The sport of hockey and their system of developing players didn’t look so bad this past week, however, when the NCAA released their figures for last year’s Academic Progress Rate. While other major sports like football, basketball, and baseball had many teams that only avoided NCAA penalties thanks to leniency granted by the NCAA due to the small sample size of the numbers, college hockey only had two schools that fell just below the mark. The top ten percent of schools in college hockey all had a perfect 1000 APR rating.

So why exactly are a bunch of maladjusted brutish thugs doing so well in college while the cool kids in the Big Three of American Sports struggling?

Hockey is such a small sport, with only 58 Division I teams. It certainly helps when about 10% of the schools playing hockey are Ivy League schools, not to mention schools with outstanding academic reputations like Colordao College, Rensselaer, Clarkson, and Michigan Tech.

I also think that the way players are developed plays a big role in things. I know that not there weren't too many football and basketball teams that received penalties, but I noticed there were quite a few that avoided punishment thanks to the squad-size adjustment.

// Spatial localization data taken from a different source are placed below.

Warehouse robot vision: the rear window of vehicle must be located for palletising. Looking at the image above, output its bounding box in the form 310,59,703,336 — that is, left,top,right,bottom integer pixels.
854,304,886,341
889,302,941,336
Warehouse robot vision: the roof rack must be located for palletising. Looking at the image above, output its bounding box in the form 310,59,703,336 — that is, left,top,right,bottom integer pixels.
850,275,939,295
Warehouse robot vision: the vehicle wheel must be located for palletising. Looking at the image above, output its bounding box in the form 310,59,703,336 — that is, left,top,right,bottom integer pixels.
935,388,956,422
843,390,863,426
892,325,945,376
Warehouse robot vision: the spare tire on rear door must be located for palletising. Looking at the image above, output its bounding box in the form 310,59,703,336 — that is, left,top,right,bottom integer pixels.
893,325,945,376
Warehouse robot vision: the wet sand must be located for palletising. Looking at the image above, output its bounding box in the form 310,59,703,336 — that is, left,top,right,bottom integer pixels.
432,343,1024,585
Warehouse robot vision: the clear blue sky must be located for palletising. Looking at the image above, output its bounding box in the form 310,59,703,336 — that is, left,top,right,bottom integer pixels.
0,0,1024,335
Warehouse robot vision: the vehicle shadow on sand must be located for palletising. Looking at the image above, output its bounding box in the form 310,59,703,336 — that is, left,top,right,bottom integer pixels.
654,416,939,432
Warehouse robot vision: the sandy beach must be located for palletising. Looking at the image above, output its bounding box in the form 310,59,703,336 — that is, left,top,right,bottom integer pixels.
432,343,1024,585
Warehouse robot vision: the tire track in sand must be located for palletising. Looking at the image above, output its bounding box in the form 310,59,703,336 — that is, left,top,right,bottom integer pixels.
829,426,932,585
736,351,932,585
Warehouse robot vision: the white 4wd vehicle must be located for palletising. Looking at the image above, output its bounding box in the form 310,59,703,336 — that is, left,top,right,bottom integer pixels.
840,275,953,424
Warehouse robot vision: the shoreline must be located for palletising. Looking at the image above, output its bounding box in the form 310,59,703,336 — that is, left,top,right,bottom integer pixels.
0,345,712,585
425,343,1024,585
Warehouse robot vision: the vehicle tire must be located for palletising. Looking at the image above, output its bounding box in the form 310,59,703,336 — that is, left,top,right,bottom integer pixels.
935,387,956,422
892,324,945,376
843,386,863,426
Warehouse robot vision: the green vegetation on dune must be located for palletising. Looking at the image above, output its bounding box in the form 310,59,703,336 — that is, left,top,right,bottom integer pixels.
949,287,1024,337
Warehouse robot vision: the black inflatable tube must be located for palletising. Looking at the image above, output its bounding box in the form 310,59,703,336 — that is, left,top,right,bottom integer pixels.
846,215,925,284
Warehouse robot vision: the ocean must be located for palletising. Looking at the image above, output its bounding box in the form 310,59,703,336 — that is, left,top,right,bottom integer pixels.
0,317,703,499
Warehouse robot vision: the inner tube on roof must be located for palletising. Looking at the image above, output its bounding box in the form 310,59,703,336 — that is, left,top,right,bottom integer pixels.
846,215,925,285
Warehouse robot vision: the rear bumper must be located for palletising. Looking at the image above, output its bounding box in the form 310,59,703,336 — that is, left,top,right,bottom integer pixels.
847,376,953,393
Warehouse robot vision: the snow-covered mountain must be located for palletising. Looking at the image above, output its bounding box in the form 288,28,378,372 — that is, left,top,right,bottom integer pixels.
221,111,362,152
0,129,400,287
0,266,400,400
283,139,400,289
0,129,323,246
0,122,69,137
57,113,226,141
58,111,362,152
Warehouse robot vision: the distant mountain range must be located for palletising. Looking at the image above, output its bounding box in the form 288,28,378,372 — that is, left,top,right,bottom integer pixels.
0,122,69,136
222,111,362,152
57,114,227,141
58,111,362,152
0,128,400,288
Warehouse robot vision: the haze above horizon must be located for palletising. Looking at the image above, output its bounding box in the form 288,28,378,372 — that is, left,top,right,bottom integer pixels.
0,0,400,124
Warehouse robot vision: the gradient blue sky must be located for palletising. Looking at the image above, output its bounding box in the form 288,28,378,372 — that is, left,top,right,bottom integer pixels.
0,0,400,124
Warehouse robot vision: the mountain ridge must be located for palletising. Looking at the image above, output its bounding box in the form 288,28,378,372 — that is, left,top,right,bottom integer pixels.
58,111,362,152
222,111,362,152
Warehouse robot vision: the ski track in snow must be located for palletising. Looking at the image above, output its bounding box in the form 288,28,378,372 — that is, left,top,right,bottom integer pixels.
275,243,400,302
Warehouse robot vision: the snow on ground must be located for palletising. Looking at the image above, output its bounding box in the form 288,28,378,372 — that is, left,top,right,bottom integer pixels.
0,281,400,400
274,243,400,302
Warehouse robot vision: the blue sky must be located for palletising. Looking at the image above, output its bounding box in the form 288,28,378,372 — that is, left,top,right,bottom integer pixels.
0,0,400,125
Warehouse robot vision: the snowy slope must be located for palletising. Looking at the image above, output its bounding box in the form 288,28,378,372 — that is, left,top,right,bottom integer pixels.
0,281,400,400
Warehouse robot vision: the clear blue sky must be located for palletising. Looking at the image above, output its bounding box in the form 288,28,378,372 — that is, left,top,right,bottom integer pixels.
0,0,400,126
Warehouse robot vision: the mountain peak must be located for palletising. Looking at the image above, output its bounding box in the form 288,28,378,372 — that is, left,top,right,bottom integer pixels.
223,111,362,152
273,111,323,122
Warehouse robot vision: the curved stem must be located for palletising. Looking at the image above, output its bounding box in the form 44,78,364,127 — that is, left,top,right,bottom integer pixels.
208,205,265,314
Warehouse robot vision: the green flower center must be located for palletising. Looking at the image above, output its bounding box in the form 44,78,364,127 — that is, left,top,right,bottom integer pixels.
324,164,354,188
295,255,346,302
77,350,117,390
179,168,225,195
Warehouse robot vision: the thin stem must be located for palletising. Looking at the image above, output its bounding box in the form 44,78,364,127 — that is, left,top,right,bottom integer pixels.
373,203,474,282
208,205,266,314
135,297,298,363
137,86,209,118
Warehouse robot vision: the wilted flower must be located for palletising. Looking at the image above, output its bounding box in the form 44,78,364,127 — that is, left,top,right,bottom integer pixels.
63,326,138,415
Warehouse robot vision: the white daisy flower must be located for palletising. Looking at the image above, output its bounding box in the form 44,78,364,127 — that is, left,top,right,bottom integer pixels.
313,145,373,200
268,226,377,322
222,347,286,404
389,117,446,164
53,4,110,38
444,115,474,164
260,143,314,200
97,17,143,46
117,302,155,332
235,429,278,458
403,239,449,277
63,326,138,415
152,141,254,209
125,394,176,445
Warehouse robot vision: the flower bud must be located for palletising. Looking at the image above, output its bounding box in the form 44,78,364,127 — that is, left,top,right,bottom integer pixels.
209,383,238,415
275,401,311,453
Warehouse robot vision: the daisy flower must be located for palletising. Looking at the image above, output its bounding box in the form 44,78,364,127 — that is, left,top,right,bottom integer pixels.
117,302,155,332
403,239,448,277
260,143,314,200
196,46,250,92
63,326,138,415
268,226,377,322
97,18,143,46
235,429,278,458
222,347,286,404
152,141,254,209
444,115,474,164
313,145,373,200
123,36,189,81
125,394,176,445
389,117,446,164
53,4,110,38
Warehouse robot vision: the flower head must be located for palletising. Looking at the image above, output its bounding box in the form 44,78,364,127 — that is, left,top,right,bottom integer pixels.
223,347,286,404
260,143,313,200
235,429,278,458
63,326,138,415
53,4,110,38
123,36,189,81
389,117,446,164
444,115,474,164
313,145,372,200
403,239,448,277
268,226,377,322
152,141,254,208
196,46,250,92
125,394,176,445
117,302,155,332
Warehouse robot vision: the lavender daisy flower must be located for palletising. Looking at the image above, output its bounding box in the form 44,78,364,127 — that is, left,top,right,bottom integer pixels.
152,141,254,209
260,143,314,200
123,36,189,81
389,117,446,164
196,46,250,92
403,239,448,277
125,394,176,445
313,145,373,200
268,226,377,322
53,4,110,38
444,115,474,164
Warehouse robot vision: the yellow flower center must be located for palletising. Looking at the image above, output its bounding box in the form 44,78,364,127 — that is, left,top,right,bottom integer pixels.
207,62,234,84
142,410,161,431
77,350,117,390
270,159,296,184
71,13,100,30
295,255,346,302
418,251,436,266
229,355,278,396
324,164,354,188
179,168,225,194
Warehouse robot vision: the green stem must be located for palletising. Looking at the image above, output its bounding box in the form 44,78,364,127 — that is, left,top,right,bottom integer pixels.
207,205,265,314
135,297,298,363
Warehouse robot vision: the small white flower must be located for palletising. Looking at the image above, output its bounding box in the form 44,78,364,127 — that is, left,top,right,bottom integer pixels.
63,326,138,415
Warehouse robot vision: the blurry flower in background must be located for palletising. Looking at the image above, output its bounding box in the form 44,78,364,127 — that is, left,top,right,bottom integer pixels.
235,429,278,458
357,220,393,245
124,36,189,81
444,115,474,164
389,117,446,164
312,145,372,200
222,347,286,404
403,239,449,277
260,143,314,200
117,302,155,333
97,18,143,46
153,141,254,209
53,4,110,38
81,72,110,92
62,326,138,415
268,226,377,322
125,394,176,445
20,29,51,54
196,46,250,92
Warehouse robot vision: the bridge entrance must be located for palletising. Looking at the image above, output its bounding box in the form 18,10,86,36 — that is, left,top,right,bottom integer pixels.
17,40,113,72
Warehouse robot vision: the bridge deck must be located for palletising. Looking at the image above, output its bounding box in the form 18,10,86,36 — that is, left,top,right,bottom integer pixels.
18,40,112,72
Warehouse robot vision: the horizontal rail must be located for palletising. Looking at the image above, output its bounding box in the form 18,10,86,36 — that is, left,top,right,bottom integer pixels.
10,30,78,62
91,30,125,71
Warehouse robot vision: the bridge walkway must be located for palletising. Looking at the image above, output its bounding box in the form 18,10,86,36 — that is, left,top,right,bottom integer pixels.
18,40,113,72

The difference is that I think more football and basketball players are a little more used to receiving "star treatment" growing up. Everyone in town seems to know the big football or basketball star since they usually star for the local high school team. Hockey players usually grow up playing on independent traveling teams that get very little local recognition. Obviously there are plenty of exceptions both ways, but I think overall, that creates a difference in attitude for those sports.

On a similiar note, most hockey players spend at least part of their high school years playing in a junior league where their academic is monitored by their team. Meanwhile, I think there is the tendency to let top football or basketball players slide in high school and get away with not doing as much work.

The other advantage that hockey has over other sports is that players have other options besides just going to college. Most top hockey players have the option of choosing to play in the NCAA or going to Canada and playing in one of their major junior leagues. This gives less serious students the opportunity to play hockey with less academic focus. Players can also play in junior leagues for up to two years past high school. This gives players the opportunity to mature a little more and give them a little more academic focus. A 20 year old freshmen is much more likely to be considering his future and be a serious student than an 18 year old freshmen.

This is something that is missing in most other sports. It especially gets talked about with basketball. Struggling students often get forced into college athletics when they're not ready or not interested because they have no other options.

So it seems that the hockey system and culture that people are often afraid of is working incredibly well. Hockey players seem to be coming to college more ready to handle the difficult balance of competing on the ice as well as succeeding in the classroom. There is a heavy load placed on their shoulders, and they’re doing an excellent job carrying it. But then again, isn’t that what big, brutish thugs do best?